Created [https://www.googleapis.com/compute/v1/projects/<PROJECT_ID>/zones/europe-west4-c/disks/pfnano-disk].
NAME ZONE SIZE_GB TYPE STATUS
pfnano-disk europe-west4-c 100 pd-standard READY
New disks are unformatted. You must format and mount a disk before it
can be used. You can find instructions on how to do this at:
https://cloud.google.com/compute/docs/disks/add-persistent-disk#formatting
Create a VM
BASH
$ gcloud compute instances create vm-work --zone=europe-west4-c --machine-type=e2-standard-4 --disk=name=pfnano-disk --boot-disk-size=100GB --image-family=cos-113-lts --image-project=cos-cloud
WARNING: You have selected a disk size of under [200GB]. This may result in poor I/O performance. For more information, see: https://developers.google.com/compute/docs/disks#performance.
Created [https://www.googleapis.com/compute/v1/projects/<PROJECT_ID>/zones/europe-west4-c/instances/vm-work].
WARNING: Some requests generated warnings:
- Disk size: '100 GB' is larger than image size: '10 GB'. You might need to resize the root repartition manually if the operating system does not support automatic resizing. See https://cloud.google.com/compute/docs/disks/add-persistent-disk#resize_pd for details.
NAME ZONE MACHINE_TYPE PREEMPTIBLE INTERNAL_IP EXTERNAL_IP STATUS
vm-work europe-west4-c e2-standard-4 10.164.0.2 35.204.202.73 RUNNING
Login to this VM
$ gcloud compute ssh vm-work --zone=europe-west4-c
Updating project ssh metadata...⠶Updated [https://www.googleapis.com/compute/v1/projects/<PROJECT_ID>].

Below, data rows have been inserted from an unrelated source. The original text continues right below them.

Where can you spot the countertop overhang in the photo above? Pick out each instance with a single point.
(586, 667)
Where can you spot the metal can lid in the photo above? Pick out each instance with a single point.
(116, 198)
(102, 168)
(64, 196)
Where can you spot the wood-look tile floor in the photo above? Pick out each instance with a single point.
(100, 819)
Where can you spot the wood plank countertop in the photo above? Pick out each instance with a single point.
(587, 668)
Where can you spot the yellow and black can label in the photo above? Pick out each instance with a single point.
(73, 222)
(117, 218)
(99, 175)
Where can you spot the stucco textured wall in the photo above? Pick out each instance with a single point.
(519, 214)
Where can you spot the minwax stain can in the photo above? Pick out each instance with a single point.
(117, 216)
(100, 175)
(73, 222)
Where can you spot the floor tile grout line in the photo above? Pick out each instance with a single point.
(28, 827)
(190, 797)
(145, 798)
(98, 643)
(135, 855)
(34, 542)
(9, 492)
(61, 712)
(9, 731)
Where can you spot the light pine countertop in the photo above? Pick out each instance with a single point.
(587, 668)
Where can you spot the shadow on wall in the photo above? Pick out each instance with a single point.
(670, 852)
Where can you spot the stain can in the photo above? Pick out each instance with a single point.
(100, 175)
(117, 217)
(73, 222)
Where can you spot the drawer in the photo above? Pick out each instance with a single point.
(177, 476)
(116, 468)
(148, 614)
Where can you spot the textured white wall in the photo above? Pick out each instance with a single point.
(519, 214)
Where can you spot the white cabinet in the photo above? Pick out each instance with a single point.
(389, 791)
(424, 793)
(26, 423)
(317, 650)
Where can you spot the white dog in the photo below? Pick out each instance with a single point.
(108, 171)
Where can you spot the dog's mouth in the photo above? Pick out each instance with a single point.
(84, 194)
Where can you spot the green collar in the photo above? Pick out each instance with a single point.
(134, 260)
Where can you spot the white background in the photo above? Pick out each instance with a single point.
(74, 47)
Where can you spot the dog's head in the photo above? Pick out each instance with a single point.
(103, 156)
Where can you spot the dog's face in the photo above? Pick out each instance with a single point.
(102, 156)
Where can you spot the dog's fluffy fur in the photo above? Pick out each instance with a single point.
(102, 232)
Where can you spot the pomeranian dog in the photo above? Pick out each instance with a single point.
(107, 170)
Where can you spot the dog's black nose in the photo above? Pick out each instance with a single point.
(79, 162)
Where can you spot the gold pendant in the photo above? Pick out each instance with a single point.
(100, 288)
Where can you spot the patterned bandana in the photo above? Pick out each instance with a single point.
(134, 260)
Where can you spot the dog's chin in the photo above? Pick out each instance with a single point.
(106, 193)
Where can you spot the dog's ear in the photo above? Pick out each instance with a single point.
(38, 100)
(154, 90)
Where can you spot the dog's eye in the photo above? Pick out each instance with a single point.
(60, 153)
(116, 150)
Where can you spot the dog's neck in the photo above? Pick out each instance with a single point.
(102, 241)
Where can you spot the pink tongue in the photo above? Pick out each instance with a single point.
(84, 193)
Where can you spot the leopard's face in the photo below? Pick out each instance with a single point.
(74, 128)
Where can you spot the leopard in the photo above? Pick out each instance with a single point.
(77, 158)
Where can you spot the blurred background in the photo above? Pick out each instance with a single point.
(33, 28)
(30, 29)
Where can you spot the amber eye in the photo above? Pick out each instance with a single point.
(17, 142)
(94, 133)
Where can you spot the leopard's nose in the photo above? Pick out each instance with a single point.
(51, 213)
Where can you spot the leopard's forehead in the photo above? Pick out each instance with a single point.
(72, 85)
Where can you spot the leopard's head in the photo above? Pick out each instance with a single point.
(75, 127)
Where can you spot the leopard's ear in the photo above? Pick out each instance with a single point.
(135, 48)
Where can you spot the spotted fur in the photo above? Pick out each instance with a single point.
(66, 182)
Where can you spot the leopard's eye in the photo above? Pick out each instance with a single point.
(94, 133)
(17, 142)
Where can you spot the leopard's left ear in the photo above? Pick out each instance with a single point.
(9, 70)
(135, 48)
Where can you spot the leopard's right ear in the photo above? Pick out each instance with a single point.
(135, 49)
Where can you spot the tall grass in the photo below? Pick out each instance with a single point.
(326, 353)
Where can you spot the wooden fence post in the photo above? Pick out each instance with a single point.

Updating project ssh metadata...done.
Waiting for SSH key to propagate.
Warning: Permanently added 'compute.5401844593939611330' (ED25519) to the list of known hosts.
kati@vm-work ~ $
Check the logical links that indicate the disk address
$ ls -l /dev/disk/by-id/google-*
lrwxrwxrwx 1 root root 9 Oct 16 13:31 /dev/disk/by-id/google-persistent-disk-0 -> ../../sda
lrwxrwxrwx 1 root root 10 Oct 16 13:31 /dev/disk/by-id/google-persistent-disk-0-part1 -> ../../sda1
[...]
google-persistent-disk-0-part9 -> ../../sda9
lrwxrwxrwx 1 root root 9 Oct 16 13:31 /dev/disk/by-id/google-persistent-disk-1 -> ../../sdb
It is the one without partitioning, in this sdb
. Note
that it can be other way round!
Format the disk
$ sudo mkfs.ext4 -m 0 -E lazy_itable_init=0,lazy_journal_init=0,discard /dev/sdb
mke2fs 1.47.0 (5-Feb-2023)
Discarding device blocks: done
Creating filesystem with 26214400 4k blocks and 6553600 inodes
Filesystem UUID: 3975c0a0-6b73-4b5c-81a0-9d8531837479
Superblock backups stored on blocks:
32768, 98304, 163840, 229376, 294912, 819200, 884736, 1605632, 2654208,
4096000, 7962624, 11239424, 20480000, 23887872
Allocating group tables: done
Writing inode tables: done
Creating journal (131072 blocks): done
Writing superblocks and filesystem accounting information: done
Mount the disk
$ sudo mkdir -p /mnt/disks/img
$ sudo mount -o discard,defaults /dev/sdb /mnt/disks/img
$ sudo chmod a+w /mnt/disks/img
Configure docker and pull the image
Add a line "data-root": "/mnt/disks/img"
to the docker
config file /etc/docker/daemon.json
so that docker stores
data in the mounted disk. The file becomes:
{
"live-restore": true,
"log-opts": {
"tag": "{{.Name}}"
},
"storage-driver": "overlay2",
"mtu": 1460,
"data-root": "/mnt/disks/img"
}
Remember the comma before the line that you added! I made the mistake, you do not have to…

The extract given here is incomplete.